Sıfır atık prensiplerinin günlük hayata uyarlanması halinde ne kadar büyük kazanımlar elde edileceğini örneklerle anlatan Erdoğan, bir dilim ekmeğin çöpe gitmemesiyle 40 litre suyun, bir elmanın bozulmamasıyla 822 litre suyun kurtarılabildiğini vurguladı.
“Atıksız mutfak geleneksel kültürümüzün bir parçası”
Türk kültüründe gıdanın kutsal kabul edildiğini hatırlatan Emine Erdoğan, sosyal medyada gıda israfını normalleştiren içeriklerin arttığına dikkat çekti. Geleneksel Türk mutfağının aslında atık üretmeyen, doğa dostu bir karaktere sahip olduğunu söyleyerek, bu mirasın yeniden görünür kılınması gerektiğini belirtti. Türk Mutfağı Haftası kapsamında dünyanın farklı yerlerinde bu kültürün tanıtıldığını, böylece uluslararası bir farkındalık oluşturulduğunu ifade etti.
“Sıfır Atık girişimi küresel bir harekete dönüştü”
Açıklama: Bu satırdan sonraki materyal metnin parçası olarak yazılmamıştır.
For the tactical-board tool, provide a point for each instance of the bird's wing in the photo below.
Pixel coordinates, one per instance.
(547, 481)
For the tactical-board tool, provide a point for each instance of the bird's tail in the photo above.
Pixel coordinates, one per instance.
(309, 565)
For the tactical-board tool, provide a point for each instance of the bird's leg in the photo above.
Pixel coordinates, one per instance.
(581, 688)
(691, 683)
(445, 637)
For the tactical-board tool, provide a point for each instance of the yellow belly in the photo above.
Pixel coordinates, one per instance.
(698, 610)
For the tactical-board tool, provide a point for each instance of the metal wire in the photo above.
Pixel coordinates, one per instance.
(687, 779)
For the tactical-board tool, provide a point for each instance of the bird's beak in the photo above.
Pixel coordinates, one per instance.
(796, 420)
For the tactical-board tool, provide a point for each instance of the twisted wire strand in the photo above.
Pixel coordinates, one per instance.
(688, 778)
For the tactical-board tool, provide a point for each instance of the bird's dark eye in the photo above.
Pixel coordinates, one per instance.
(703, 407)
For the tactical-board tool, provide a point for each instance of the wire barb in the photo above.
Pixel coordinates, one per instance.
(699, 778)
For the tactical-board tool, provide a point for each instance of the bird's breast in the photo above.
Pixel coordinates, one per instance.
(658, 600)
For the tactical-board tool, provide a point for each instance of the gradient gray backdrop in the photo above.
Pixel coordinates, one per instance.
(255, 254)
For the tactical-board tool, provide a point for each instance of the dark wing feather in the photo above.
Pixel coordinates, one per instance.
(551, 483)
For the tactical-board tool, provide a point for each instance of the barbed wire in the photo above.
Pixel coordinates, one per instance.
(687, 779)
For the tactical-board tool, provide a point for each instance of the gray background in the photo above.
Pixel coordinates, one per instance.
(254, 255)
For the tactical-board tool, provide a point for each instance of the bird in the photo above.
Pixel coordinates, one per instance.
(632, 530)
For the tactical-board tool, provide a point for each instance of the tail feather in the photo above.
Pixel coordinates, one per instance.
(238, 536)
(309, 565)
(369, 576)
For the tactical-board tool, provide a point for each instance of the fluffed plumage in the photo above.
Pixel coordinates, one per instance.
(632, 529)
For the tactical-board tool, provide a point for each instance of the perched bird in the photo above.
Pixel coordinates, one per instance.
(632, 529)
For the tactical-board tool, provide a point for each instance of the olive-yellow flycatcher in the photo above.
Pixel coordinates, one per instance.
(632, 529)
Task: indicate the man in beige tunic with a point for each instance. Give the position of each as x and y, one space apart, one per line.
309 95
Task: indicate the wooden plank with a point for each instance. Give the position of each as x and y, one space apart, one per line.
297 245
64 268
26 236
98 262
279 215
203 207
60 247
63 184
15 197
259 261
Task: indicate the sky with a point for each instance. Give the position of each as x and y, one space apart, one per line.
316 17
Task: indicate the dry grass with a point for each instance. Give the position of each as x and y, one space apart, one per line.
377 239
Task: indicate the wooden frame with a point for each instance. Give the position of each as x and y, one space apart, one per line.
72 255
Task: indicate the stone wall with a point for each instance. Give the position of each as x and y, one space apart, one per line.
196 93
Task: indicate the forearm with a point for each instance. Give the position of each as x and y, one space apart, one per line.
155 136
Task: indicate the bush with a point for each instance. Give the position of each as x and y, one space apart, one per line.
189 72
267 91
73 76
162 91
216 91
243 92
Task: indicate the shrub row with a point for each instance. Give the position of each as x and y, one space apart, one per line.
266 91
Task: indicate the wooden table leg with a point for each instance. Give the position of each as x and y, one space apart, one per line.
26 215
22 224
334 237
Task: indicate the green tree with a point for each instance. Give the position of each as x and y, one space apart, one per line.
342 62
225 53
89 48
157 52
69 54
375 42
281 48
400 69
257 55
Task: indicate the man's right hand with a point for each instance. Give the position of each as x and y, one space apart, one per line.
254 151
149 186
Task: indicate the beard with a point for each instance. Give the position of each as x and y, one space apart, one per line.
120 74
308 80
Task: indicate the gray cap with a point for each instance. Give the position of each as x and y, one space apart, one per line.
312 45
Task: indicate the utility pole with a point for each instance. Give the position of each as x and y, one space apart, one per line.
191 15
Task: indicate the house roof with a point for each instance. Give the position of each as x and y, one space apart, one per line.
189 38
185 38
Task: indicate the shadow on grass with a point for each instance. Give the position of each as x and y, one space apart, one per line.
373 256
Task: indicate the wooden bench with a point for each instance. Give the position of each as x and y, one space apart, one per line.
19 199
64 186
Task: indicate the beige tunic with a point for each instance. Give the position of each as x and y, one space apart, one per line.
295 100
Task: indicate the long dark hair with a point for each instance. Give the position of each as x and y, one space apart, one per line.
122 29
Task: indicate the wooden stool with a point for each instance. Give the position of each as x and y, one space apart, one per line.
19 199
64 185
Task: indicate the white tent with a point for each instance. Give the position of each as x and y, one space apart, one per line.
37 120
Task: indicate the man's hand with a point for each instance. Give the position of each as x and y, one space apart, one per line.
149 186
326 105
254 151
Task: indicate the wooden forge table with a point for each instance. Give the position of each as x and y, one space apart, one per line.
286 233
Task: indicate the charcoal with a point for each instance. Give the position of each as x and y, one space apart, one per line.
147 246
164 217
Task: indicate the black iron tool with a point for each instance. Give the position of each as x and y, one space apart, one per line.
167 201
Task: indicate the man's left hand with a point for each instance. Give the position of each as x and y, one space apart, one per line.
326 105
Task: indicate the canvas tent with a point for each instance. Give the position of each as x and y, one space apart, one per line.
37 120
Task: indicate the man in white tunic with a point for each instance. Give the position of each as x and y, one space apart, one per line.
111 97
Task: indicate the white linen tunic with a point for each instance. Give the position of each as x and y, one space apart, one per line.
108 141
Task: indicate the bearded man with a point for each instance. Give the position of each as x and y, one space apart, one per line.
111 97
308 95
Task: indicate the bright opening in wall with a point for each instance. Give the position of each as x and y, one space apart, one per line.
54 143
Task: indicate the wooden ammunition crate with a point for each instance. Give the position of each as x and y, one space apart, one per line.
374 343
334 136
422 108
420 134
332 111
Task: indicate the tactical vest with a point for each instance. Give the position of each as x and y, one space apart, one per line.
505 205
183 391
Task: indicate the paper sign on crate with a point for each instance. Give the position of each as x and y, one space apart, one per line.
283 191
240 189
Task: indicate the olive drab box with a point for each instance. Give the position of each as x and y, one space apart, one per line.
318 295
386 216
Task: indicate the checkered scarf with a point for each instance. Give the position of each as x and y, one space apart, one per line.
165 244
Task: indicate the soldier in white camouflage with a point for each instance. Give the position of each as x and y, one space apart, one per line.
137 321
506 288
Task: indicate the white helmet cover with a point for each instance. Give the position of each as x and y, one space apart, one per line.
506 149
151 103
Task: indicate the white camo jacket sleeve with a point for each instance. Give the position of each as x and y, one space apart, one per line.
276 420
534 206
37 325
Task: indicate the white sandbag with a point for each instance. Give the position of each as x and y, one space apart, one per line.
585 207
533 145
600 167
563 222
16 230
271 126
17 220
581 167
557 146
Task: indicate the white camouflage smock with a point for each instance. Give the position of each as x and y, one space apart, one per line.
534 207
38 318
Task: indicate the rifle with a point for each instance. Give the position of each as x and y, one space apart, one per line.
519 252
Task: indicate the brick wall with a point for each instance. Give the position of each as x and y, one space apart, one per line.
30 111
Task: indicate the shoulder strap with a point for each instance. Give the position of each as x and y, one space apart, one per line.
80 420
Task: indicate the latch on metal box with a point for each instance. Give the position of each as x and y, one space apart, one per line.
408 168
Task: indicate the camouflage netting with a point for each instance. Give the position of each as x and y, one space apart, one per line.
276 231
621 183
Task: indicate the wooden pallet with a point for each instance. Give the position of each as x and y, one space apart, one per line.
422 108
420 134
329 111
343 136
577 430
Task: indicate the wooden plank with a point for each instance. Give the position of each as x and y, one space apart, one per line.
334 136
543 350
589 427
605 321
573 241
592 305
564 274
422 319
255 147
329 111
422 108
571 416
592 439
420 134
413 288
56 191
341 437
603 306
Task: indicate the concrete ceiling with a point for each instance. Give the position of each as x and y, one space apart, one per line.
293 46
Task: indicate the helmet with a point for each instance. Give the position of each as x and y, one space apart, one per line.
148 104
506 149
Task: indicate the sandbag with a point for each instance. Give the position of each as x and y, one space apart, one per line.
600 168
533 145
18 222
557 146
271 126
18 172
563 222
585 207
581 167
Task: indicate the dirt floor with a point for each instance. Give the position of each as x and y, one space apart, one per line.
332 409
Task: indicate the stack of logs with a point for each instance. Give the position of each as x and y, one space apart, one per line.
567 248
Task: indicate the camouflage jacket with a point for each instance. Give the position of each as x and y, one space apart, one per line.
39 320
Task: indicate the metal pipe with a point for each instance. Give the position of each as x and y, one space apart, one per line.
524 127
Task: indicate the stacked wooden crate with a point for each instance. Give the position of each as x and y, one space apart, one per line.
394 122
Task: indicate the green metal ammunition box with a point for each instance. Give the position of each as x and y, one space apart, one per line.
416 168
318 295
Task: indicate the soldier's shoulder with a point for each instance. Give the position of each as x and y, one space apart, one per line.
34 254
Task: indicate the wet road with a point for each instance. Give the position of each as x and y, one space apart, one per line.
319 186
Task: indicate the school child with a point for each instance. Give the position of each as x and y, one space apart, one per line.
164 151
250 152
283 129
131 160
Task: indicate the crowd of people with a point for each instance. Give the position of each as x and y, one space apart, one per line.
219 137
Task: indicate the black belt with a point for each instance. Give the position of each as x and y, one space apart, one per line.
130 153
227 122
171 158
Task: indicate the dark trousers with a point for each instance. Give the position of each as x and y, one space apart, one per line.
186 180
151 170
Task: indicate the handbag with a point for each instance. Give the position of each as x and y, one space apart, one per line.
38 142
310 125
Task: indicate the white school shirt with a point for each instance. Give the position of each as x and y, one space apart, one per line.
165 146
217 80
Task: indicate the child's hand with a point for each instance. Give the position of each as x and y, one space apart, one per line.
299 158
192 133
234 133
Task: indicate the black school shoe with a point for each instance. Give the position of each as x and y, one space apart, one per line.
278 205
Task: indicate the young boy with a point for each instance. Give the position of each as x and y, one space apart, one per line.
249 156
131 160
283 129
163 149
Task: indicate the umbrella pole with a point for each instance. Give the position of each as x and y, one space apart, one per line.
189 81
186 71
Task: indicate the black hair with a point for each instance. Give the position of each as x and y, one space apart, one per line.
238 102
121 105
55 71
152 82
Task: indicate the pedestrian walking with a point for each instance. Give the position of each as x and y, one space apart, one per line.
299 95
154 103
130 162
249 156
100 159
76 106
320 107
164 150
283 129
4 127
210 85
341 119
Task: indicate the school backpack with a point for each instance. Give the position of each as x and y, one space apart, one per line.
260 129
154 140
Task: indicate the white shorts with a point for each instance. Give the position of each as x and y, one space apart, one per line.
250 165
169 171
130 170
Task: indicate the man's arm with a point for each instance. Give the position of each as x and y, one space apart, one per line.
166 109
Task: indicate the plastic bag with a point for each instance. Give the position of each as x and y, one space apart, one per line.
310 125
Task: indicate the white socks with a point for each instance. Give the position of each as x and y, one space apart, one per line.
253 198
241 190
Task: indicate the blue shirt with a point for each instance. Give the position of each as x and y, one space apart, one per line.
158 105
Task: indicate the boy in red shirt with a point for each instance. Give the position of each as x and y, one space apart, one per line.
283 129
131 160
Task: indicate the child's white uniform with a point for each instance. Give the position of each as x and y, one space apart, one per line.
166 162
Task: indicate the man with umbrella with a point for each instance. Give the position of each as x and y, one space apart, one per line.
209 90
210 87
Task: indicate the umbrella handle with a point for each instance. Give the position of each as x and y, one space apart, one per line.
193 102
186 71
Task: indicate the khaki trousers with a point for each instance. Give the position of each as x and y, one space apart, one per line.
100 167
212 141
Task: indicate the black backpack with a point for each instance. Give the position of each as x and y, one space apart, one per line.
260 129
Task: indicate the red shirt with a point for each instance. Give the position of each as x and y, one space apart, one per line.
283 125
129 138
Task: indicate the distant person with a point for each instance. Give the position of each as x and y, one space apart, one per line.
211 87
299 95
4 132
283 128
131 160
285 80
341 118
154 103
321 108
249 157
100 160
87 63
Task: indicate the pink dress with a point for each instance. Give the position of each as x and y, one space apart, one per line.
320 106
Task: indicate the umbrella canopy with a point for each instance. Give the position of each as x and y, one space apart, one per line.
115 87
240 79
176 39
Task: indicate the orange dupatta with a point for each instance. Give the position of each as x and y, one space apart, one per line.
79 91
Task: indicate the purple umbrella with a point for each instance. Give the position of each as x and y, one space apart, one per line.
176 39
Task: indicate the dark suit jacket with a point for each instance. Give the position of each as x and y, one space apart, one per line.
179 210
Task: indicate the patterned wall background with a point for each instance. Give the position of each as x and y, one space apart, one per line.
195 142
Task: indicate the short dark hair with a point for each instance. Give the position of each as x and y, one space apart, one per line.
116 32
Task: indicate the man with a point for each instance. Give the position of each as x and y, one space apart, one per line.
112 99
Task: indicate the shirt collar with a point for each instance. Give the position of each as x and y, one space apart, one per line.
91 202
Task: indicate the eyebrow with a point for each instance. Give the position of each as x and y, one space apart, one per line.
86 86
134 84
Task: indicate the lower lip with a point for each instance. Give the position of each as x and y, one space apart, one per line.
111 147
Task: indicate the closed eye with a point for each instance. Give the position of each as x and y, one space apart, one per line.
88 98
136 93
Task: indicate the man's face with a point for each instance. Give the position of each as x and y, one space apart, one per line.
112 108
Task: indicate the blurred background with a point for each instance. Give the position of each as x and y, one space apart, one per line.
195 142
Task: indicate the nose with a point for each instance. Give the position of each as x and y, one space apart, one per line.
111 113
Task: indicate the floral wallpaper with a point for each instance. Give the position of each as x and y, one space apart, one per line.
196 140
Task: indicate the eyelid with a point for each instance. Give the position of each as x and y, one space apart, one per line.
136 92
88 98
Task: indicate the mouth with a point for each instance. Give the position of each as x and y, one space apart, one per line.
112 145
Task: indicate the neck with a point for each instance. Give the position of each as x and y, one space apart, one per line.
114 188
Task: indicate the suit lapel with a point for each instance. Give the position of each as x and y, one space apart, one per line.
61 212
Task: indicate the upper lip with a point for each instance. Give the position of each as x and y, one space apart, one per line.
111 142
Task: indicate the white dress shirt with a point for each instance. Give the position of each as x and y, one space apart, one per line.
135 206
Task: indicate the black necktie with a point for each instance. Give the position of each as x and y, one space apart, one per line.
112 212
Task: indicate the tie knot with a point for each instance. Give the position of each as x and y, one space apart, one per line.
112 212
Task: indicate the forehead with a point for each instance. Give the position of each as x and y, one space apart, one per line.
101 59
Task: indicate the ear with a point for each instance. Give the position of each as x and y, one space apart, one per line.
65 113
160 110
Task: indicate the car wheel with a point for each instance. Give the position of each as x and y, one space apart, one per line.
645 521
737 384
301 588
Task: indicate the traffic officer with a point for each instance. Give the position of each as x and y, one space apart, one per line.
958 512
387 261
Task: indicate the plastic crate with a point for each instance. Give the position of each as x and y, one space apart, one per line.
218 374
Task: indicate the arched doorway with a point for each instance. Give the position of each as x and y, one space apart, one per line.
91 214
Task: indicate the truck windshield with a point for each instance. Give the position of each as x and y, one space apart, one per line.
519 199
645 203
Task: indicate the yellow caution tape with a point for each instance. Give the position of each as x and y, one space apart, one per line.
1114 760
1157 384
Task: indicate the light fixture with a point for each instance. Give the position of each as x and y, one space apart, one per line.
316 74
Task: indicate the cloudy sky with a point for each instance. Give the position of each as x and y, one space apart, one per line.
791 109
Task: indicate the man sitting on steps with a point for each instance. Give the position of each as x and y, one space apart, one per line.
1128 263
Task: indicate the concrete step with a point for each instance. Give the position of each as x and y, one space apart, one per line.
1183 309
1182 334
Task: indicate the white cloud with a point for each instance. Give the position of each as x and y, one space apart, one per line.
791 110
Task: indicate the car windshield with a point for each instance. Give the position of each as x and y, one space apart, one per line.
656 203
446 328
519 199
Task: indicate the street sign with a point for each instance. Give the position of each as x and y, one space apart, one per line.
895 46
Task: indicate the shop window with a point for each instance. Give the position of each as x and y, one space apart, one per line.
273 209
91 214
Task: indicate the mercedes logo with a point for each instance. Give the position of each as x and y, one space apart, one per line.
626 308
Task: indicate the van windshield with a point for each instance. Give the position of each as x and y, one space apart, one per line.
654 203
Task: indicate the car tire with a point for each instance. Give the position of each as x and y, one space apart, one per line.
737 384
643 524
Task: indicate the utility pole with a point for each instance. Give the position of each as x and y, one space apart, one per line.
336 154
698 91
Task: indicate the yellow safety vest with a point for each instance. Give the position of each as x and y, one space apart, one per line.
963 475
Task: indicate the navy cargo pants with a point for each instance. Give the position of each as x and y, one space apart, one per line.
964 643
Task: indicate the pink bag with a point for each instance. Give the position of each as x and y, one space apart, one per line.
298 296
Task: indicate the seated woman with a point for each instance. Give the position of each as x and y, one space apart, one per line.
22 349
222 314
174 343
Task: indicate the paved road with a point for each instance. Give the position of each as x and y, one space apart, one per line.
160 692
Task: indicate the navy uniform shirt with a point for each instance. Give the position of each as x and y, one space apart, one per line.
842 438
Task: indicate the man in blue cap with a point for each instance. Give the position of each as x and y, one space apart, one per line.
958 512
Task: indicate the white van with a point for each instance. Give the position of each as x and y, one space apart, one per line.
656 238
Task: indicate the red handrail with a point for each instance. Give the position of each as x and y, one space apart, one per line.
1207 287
Türkiye’nin 2017’den bu yana Sıfır Atık hareketinde kat ettiği yolun altını çizen Emine Erdoğan, “Gıdanı Koru, Sofrana Sahip Çık” kampanyası ve Ulusal Su Verimliliği Seferberliği gibi adımlarla önemli kazanımlar elde edildiğini söyledi. Başkanlığını yürüttüğü BM Sıfır Atık Danışma Kurulu aracılığıyla dünya genelindeki başarılı uygulamaların uluslararası gündeme taşındığını da ekledi.
Ayrıca, farklı ülkelerin işbirliği yapmasının insanlığın ortak geleceği için en güçlü mesaj olduğunu belirterek, 2026’da Türkiye’nin ev sahipliği yapacağı COP31in bu açıdan tarihi bir fırsat sunduğunu ifade etti.
Konuşmaların ardından Emine Erdoğan, panel katılımcılarıyla aile fotoğrafı çektirdi. Etkinliğe Tarım ve Orman Bakanı İbrahim Yumaklı’nın yanı sıra 14 ülkeden 16 bakan, 36 ülkeden 143 temsilci ve birçok uluslararası kuruluşun temsilcisi katıldı.